Contact: Moses Okello at +256 752 986 931
Spinal Injury Association
Founded in 2001, the Spinal Injury Association (SIA) provides psychosocial support to survivors of spinal cord injuries and their families, and raises awareness about the injuries and their effects.
The group also gives lessons in wheelchair usage for survivors and lobbies for construction standards in the country to include mandatory wheelchair ramps. SIA has also successfully lobbied for the creation of a spinal care unit at a hospital in Kampala. In Northern Uganda, the most common cause of spinal injury and paralysis is tuberculosis. Spinal injuries can also occur through vehicle accidents, construction accidents and harvesting accidents -- such as children falling out of mango and banana trees.

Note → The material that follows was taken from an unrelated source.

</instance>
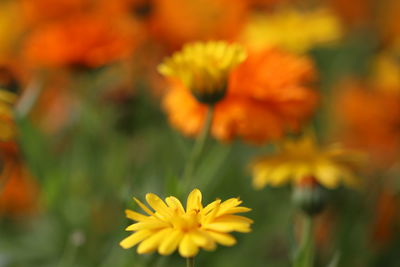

Contact: Angela Balaba at +256 312 263 918
Human Rights Network (HURINET)
HURINET is a network of 32 human rights organizations that conducts research and provides opportunities for collaboration among its members in Uganda as well as with human rights groups in other African countries. A Human Rights Fund established by HURINET has funded 78 human rights groups in Uganda, most of which are not members of the network.
Contact: Attn: Ndifuna Mohammed, National Coordinator
Plot 94, Old Kiira Road, Ntinda
P.O. Box 21265
Kampala, Uganda
+256 414 286 923
African Center for the Treatment and Rehabilitation of Torture Victims
The Center for the Treatment and Rehabilitation of Torture Victims(ACTV) provides medical services – including extensive psychological counseling – to more than a thousand torture victims each year. Eighty-four percent of the victims they work with are Ugandan, while the remainder come from neighboring countries. The majority of ACTV's clients were tortured by rebels of the Lord's Resistance Army and are treated in the center's facility in Gulu. ACTV also does advocacy work, using testimonials and referrals to the Human Rights Commission to hold perpetrators of torture accountable.
Contact: Email ACTV or +256 312 263 918
Human Rights Focus (HURIFO)
HURIFO was formed in 1994 in response to rampant human rights violations in Gulu, where local people were forced to watch public executions by firing squad. HUROFO succeeded in curbing that practice five years later, and continued working to increase awareness of human rights in Uganda.
HURIFO trains local people to become volunteer paralegals, and investigates reports of human rights violations in the 53 refugee camps in the Gulu district. The volunteers document human rights abuses, provide mediation at the community level, refer serious cases to the appropriate agencies, and help survivors to access psychosocial counseling services.
Contact: James Otto or +256 471 322 59
Gulu Amuru Landmine Survivors' Group
The Gulu Amuru Landmine Survivors’ Group serves the needs of survivors of landmine injuries in the Gulu district of Uganda. The association has identified more than 800 such survivors in the Gulu and Amuru districts. Founded in 2005, the group developed a brick-making workshop that employs 18 survivors. The money is used to provide salaries to the 18 employees, as well as cover the group's administrative costs and develop new programs.